No one in the room? Turn off the ceiling fan, leftenant
Clay is off today. Here’s a column first published June 1, 2008.
Today’s question:
I have a neighbor who has a number of ceiling fans in his home that are running continually during the cooling season, even when there is nobody in the house. I say the ceiling fan is useless if no one is present to benefit from the circulating air. He claims it is still cooling the room. Ah, the endless cycle of the seasons. The bird-that-sings-all-night question. The fence-lizard-pushups question. Now the ceiling-fan question. You’re right, and your energywasting neighbor is wrong. Ceiling fans move air around, but they don’t cool it. Ceiling fans cool you by setting up a breeze to speed the evaporation of moisture off your skin.

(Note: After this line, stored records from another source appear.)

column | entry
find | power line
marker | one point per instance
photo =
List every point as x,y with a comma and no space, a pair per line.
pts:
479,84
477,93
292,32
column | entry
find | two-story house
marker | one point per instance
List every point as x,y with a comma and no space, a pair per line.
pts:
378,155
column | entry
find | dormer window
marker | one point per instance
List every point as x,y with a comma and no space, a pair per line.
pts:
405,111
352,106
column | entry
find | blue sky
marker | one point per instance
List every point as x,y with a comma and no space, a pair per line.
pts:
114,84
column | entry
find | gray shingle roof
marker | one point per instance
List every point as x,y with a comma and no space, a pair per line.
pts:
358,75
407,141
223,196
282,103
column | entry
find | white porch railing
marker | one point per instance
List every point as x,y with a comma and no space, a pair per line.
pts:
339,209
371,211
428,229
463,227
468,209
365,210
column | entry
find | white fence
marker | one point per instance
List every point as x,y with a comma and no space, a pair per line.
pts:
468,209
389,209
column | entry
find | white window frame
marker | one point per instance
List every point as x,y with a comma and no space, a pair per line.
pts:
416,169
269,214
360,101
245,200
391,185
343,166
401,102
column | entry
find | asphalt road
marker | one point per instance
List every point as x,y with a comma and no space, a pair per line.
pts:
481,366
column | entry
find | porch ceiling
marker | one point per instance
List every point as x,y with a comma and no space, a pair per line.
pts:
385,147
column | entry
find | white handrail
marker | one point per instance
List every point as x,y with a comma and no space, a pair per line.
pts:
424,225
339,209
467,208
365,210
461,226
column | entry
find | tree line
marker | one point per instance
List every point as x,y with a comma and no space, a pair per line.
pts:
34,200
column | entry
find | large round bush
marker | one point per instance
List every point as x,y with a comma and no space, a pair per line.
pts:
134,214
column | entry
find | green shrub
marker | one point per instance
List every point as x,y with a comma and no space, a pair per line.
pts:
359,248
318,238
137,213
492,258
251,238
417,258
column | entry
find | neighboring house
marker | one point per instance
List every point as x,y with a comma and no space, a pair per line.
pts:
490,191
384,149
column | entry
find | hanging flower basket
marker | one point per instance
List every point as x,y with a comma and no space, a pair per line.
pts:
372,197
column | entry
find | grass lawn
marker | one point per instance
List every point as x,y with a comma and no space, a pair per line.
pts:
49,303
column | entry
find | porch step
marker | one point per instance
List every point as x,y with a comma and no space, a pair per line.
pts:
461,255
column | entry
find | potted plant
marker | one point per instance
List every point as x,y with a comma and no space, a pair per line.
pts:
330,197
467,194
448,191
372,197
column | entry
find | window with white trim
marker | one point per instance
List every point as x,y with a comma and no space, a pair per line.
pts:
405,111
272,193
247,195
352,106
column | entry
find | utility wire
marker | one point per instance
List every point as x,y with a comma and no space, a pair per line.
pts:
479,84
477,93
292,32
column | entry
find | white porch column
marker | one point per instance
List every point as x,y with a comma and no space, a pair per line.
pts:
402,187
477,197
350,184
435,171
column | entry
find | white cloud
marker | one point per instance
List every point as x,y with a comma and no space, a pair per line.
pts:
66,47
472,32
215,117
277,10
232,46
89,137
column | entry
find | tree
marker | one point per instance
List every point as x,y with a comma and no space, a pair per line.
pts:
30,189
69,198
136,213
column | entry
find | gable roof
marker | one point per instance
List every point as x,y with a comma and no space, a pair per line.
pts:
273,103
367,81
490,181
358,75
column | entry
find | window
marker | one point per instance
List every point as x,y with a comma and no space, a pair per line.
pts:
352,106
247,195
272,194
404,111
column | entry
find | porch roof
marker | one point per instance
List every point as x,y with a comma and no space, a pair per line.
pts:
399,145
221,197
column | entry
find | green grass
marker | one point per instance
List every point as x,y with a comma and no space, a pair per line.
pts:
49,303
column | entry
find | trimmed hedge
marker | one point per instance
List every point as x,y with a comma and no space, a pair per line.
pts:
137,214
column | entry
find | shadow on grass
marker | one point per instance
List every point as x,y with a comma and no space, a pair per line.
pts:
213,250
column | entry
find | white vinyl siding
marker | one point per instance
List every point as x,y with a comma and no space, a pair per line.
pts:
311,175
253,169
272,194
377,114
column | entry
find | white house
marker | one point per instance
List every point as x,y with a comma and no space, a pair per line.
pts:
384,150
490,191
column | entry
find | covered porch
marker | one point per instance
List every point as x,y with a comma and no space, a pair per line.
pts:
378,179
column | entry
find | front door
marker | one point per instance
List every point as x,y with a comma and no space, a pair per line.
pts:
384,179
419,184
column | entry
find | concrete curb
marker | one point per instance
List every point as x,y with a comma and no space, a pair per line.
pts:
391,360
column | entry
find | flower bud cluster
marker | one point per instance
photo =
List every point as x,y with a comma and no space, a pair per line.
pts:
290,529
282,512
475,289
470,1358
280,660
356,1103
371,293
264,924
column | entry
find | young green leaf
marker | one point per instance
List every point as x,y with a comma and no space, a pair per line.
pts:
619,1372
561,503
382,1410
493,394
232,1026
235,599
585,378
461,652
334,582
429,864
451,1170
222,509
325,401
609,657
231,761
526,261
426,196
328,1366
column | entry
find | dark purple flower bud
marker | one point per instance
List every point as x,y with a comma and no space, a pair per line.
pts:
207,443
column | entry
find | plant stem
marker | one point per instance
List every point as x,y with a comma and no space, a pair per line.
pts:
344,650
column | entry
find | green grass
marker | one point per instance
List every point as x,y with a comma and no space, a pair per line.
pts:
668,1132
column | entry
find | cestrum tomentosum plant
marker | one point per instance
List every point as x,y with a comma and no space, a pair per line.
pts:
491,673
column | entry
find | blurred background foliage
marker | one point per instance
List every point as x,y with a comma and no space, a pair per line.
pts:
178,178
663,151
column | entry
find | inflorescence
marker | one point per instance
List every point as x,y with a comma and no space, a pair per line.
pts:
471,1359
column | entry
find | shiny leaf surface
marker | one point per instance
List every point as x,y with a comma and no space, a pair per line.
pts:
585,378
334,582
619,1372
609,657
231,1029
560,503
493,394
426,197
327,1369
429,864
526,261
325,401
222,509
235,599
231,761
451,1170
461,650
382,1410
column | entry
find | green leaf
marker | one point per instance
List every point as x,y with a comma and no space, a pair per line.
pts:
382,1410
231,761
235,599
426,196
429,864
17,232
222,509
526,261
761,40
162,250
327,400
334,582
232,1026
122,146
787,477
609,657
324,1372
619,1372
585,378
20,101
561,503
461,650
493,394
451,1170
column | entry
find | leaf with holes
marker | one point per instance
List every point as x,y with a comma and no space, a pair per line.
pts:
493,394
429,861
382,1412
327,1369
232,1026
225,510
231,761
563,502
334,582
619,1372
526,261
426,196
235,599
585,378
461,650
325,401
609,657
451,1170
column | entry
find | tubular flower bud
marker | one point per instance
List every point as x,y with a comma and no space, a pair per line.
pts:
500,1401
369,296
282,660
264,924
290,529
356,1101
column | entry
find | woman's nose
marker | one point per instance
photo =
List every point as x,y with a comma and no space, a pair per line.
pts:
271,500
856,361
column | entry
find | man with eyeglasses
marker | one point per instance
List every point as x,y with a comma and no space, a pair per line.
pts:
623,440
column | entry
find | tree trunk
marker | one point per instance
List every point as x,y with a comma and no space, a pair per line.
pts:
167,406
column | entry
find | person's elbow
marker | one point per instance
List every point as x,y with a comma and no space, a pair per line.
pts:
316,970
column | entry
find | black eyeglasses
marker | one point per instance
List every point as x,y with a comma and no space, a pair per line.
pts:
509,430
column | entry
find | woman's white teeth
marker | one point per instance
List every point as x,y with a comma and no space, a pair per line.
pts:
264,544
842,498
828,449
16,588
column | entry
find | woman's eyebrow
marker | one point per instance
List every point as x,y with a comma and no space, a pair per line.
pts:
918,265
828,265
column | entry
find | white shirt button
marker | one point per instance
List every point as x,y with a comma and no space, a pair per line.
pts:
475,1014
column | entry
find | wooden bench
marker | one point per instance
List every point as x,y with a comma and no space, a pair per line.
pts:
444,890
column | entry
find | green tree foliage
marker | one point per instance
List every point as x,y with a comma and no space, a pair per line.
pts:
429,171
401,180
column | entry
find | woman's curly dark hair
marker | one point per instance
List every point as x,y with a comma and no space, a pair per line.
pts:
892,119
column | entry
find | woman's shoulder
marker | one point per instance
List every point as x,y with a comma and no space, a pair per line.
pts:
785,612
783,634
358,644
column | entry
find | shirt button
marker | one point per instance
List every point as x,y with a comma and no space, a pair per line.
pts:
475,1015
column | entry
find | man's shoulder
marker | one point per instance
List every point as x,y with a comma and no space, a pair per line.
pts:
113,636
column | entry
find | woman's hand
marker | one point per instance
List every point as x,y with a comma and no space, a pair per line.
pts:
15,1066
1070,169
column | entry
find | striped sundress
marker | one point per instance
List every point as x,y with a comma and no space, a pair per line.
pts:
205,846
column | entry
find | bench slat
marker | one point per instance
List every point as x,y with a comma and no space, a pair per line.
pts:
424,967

If you’re not in the room, the ceiling fan is just pushing some air around and burning power.
It’s the same as leaving the lights on in an empty room.
Why do the British pronounce the word “lieutenant” as “lef-tenant?” The word is French, and the French say “loo-tenant,” as do the Americans.
Lieutenant comes from an Old French compound: lieu, meaning “place,” and tenant, meaning “holding.” The idea is that a person with that title could step in and do the job of the person in the next rank up.
The British pronunciation goes back to the 14th and 15th centuries when the word was variously spelled as lieftenant, lyeftenant or luftenant.
One idea is it came from a misreading of “u” as a “v.”
That would give you “lev-tenant” and eventually “lef-tenant.”